生猪长期供给弹性大于1,远大于短期供给弹性。说明在时间约束放松的条件下,无论是规模养殖场还是散户养殖均有相对充裕的时间对未来的生产进行调整。如 2002—2017 年,中国生猪年出栏数量50 头以下的殖户数量从2002 年的1.04 亿户减少到2017 年的0.36亿户,养殖户数量减少65%(根据《2018 年中国畜牧兽医年鉴》与《2002 年中国畜牧业年鉴》计算得到)。

表2 模型估计结果

3)生猪出栏率对生猪供给影响显著。无论是适应性预期还是幼稚性预期,生猪出栏率的变化对生猪供给增加的影响约在0.33 左右。说明进一步提高育肥猪的培育技术缩短生猪饲养周期也能有效增加生猪供给。

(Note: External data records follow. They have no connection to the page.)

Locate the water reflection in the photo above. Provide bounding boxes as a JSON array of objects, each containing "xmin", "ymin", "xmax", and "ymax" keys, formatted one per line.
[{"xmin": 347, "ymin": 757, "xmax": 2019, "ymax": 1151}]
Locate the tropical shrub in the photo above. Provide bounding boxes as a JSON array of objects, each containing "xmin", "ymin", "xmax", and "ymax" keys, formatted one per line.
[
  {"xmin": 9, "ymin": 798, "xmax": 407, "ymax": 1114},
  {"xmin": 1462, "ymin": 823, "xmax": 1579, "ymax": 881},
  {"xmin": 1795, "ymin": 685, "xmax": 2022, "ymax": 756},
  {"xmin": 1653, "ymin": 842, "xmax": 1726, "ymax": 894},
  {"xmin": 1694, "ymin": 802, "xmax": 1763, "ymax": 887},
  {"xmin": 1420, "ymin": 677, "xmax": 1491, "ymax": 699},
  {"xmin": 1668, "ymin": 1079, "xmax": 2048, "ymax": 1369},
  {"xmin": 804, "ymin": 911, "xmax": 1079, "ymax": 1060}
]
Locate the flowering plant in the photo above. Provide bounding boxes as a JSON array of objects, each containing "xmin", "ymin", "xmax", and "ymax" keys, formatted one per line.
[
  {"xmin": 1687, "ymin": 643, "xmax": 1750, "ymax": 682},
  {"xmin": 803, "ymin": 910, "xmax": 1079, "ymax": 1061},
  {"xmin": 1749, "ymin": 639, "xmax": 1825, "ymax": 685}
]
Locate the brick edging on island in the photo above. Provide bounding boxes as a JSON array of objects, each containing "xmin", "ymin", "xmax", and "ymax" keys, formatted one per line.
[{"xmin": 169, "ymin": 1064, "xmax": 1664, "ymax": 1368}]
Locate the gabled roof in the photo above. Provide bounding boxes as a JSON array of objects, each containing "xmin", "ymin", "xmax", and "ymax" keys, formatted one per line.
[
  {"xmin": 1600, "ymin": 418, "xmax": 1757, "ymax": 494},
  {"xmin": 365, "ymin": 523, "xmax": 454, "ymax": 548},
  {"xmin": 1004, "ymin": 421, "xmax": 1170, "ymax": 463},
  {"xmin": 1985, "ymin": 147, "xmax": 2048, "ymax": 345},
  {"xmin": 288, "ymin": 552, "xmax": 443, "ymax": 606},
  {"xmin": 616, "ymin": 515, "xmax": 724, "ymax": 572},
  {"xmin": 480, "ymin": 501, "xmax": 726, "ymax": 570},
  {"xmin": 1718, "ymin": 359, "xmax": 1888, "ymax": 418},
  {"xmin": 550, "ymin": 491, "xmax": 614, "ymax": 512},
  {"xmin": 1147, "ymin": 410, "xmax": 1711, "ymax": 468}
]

4)仔猪价格以及机会成本对生猪供给影响显著,玉米及替代品影响不显著。仔猪价格对生猪供给负面影响显著,但影响幅度较小;玉米价格对生猪供给影响分析结果显示,就物质生产成本而言,饲料成本上涨虽然带来总成本的上升,但不是影响生产者决策的主要因素。活鸡(替代品)价格变化对生猪供给影响不显著。人均GDP 增加将提高生猪养殖的机会成本,对生猪供给影响为负,这与陈蓉[1]研究结论一致。这一结论可以解释为什么我国发达省市(如上海、北京、浙江等省份)的生猪出栏数量出现持续下降的趋势。谭莹等[19]研究也发现经济因素是生猪生产布局影响的重要因素,生猪的主产省份已经由经济发达地区向中西部地区转移。

5)疫病对生猪供给影响显著。2004 年禽流感推动了生猪供给增加;2007 年猪蓝耳病对生猪供给影响显著为负;但2018 年非洲猪瘟对生猪供给影响不显著。2018 年8 月,我国爆发非洲猪瘟,全年生猪出栏总数比2017 年减少819.7 万头。之所以模型并未测出其显著性,可能的原因是非洲猪瘟虽然带来部分生猪被扑杀,但生猪减少量远未达到2007 年及2016 年水平(2007年生猪出栏量比2016 年减少4 699 万头,2016 年减少2 323 万头),加之2017 年生猪市场存在产能过剩的局面[17],一定程度上抵消了部分生猪出栏下降对生猪供给产生的影响。另一可能原因是由于生猪生产需要一定时间,因此,当年生猪或母猪死亡带来下一期仔猪数量减少,因此疫情影响有一定的滞后性。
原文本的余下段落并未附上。